Dissertation Talk by Johann Schleier-Smith: Understanding and Exploring Serverless Cloud Computing; 10:30 AM, Thursday, December 16

December 16, 2021

Title: Understanding and Exploring Serverless Cloud Computing
Speaker: Johann Schleier-Smith
Advisor: Joseph M. Hellerstein
Date: Thursday, December 16, 2021
Time: 10:30 am – 11:30 am PT
Meeting ID: 926 2006 0821
Passcode: 529703
The past few years have seen a wave of enthusiasm for serverless computing, and we begin this talk by analyzing the marketplace trends and underlying technical factors that have shaped the movement. We find that serverless computing addresses programming challenges in the same class as those that high-level programming languages address, suggesting that serverless computing may be viewed as high-level programming for distributed systems.
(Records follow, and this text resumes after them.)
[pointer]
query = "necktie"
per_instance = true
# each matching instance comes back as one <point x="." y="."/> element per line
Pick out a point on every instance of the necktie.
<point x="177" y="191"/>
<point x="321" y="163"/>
We next turn our attention to one of the key shortcomings of serverless: the integration between compute and state. We develop FaaSFS, a distributed file system that is compatible with POSIX applications but uses a novel consistency model with relaxed real-time ordering constraints. We call this model externally consistent sequential consistency (ECSC), and demonstrate how it can scale an existing web application to 10,000 serverless processes.
Lastly, we explore whether serverless computing might lead to the demise of server hardware. By applying Amdahl’s law and scaling rules for interconnect costs, we show that applications that rely on coordination protocols are particularly dependent on large servers for scalability. By contrast, those implemented with coordination-free protocols can run well on collections of small low cost servers, or on disaggregated hardware. Both approaches will likely continue to coexist, suggesting that a need for underlying server hardware will remain even as serverless abstractions thrive.